Les années 80 avaient été une période de transition. Les années 90, c’était autre chose. Le cante perdit ces années-là sa plus grande figure et, presque au même moment, vit apparaître les voix qui allaient dominer pendant les trois décennies suivantes. Étrange, non ? Eh bien, c’est ainsi que les choses se passèrent.
Le flamenco dans les années 90 : du deuil à la réinvention
La décennie commença avec un vide immense. Cette sensation qu’une époque se fermait était là tout le temps. Mais le flamenco ne s’effondra pas, bien au contraire. Il y eut une génération de cantaores élevés dans la tradition la plus pure qui décida que respecter cette tradition ne signifiait pas rester immobile.
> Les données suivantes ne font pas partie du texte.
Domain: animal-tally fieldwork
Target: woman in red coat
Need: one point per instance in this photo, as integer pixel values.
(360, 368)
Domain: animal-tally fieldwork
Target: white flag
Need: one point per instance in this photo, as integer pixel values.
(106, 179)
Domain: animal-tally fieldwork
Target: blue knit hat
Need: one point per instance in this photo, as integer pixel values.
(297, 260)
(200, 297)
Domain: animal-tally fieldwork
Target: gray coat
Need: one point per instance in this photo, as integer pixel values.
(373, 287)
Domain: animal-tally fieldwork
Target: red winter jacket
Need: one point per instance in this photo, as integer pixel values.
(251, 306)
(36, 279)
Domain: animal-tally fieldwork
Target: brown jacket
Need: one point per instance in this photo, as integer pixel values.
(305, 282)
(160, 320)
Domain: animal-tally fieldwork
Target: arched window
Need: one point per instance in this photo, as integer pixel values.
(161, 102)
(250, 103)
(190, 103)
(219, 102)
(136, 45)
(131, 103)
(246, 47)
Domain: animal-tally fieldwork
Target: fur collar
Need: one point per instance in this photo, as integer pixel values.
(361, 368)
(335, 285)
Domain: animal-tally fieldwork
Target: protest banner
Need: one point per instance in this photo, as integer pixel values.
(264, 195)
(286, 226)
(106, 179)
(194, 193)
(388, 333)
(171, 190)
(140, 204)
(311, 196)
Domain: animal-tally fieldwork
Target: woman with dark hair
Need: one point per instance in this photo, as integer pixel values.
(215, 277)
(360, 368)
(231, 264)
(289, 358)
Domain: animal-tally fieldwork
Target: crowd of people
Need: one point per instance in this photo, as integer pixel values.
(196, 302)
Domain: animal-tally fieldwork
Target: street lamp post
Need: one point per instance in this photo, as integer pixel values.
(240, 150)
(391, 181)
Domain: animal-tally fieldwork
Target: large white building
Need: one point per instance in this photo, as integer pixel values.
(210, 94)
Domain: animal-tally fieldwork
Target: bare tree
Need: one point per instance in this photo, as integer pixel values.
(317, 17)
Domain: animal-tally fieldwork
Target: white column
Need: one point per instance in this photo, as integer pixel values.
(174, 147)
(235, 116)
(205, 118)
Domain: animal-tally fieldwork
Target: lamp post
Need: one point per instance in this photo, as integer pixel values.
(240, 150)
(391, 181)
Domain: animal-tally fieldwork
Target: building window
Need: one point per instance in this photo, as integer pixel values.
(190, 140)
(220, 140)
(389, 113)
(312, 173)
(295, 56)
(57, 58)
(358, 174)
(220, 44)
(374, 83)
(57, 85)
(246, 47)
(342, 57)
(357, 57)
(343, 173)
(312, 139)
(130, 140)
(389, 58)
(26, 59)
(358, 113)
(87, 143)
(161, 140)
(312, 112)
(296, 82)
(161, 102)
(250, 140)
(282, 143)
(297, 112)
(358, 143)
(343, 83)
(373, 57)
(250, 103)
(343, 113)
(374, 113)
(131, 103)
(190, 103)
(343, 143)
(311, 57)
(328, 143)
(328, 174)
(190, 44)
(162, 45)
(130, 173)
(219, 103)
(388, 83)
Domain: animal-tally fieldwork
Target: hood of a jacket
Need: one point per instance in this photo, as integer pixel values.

Et il se passa quelque chose de curieux : le cante monta sur les grandes scènes. Il signa avec des maisons de disques importantes. Il commença à passer sur des radios qui ne le regardaient même pas avant. Il sortit du tablao — sans l’abandonner, attention — et s’installa dans les auditoriums, les festivals et même dans les classements de ventes. Ce qu’avaient commencé les cantaores flamencos des années 80, ces gens-là l’amenèrent jusqu’au bout.
Les cantaores flamencos des années 90 qui ont marqué la décennie
José Mercé
Jerez, école pure. Dans les années 90, Mercé était déjà l’un des grands du cante jondo. Il venait d’années passées à accompagner la danse — c’est là qu’on apprend vraiment — et cela se voyait. Toute cette base lui servit pour le grand saut vers le grand public qu’il effectuerait à la fin de la décennie. Il démontra une chose importante : qu’on peut toucher tout le monde sans abaisser d’un seul iota la profondeur du cante.
Miguel Poveda
La bombe de la décennie. À vingt ans, il remporta la Lámpara Minera au Festival del Cante de las Minas, et le flamenco n’eut d’autre choix que d’en prendre note. Catalan, de surcroît. Poveda envoya aux oubliettes l’idée que le cante ne pouvait venir que d’Andalousie et ouvrit la porte à toute une vague d’artistes qui arrivaient derrière lui.

Miguel Poveda lors d’une représentation en direct. Photo : Rafa Manjavacas / DeFlamenco.com
Niña Pastori
De Cadix, très jeune, avec un timbre qu’on reconnaît au premier coup d’oreille. Elle apparut au milieu des années 90 sous l’aile des grands du moment. Son flamenco avait des racines, mais n’avait pas peur de la mélodie populaire — et cela séduisit un public immense. L’une des voix féminines les plus aimées du cante moderne, sans discussion.
Diego El Cigala
Tout au long des années 90, cette voix brisée se forgeait lentement — celle qui lui vaudrait la célébrité dans le monde entier des années plus tard. Madrilène d’origine gitane, il se forma en accompagnant la danse et en partageant la scène avec les plus grands. Tout ce qu’il sema durant cette décennie, il le récolta dans la suivante. On le voyait déjà venir.
L’explosion du nuevo flamenco
Les années 90 sont incompréhensibles sans le mélange. Le flamenco se mit à dialoguer d’égal à égal avec le jazz, le rock, la copla, la musique latine. Ce qui était autrefois un scandale devint la norme. Une nouvelle étiquette apparut — le nuevo flamenco — pour regrouper tous ces artistes qui respectaient la racine mais en étiraient les coutures. Maisons de disques, festivals, jeunes achetant des disques… le cante cessa de demander la permission pour se réinventer.
L’héritage des cantaores flamencos des années 90
Cette génération fit office de pont. D’un côté la tradition ; de l’autre, le flamenco qui remplit aujourd’hui les théâtres partout dans le monde. Mercé, Poveda, Niña Pastori et El Cigala montrèrent clairement qu’on peut honorer le cante jondo et, en même temps, le porter à des gens qui n’avaient jamais mis les pieds dans un tablao de leur vie.
Le cante que vous entendez aujourd’hui en direct dans un tablao flamenco vient de là. De ces années-là, de cette audace, de ces jeunes voix qui refusèrent de laisser le flamenco à l’arrêt. Et le voir en direct reste, de loin, la meilleure façon de comprendre pourquoi les années 90 ont tout changé.